Epacris breviflora, commonly known as drumstick heath, is a plant of the heath family, Ericaceae and is endemic to the south-east of the Australian continent. It is an erect shrub with egg-shaped leaves with a sharp-pointed tip and with clusters of white flowers arranged near the end of the branches. It grows in Victoria, New South Wales and the far south-east of Queensland.

==Description==
Epacris breviflora is an erect shrub that usually grows to a height of 0.5-1.0 m and has hairy young branches. The leaves are egg-shaped 4-7.5 mm long and about 1.5-3.5 mm wide. The leaves have a rounded base and a sharply pointed tip. The flowers are clustered in the axils of the upper leaves. There are 10 to 23 bracts at the base of the flowers and five sepals 3-4 mm long. The petals are joined to form a white, bell-shaped tube 2-3 mm long with five lobes on the end, 2.5-3.5 mm long. The five stamens and the single style are mostly enclosed in the petal tube. Flowering is mainly in summer but flowers are usually present throughout the year.

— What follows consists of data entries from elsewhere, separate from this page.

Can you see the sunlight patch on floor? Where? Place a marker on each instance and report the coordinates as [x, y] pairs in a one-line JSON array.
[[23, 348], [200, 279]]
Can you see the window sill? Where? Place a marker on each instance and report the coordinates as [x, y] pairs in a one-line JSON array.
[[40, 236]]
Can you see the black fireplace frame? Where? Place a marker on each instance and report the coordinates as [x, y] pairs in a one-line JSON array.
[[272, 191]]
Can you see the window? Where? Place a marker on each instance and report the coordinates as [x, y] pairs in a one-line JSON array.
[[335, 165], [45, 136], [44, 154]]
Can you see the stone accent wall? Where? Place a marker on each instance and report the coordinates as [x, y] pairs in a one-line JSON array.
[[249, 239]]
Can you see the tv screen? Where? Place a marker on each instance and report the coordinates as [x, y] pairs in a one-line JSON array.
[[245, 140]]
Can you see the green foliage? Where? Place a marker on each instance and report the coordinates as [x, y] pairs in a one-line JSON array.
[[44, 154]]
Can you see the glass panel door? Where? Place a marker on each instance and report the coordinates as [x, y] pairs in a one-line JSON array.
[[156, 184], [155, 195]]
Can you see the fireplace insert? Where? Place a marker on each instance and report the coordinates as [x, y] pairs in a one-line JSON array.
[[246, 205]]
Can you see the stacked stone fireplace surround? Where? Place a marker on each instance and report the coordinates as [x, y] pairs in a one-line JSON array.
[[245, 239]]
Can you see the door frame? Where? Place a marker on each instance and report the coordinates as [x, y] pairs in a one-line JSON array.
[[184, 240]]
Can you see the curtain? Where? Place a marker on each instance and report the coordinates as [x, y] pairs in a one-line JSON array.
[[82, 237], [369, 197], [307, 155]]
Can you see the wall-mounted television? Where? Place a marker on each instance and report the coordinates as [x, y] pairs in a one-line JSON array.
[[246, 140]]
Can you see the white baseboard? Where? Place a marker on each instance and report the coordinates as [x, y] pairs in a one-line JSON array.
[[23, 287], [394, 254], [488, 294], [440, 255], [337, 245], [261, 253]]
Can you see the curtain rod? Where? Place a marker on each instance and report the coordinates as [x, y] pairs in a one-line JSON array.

The fruit are capsules about 2 mm long.

==Taxonomy and naming==
Epacris breviflora was first formally described in 1910 by Otto Stapf and the description was published in Bulletin of Miscellaneous Information. The specific epithet (breviflora) means "short-flowered".

==Distribution and habitat==
Drumstick heath mainly occurs along the Great Dividing Range from far south-eastern Queensland to eastern Victoria, sometimes at lower altitudes subject to cooler temperatures. It grows in swamps and other damp places.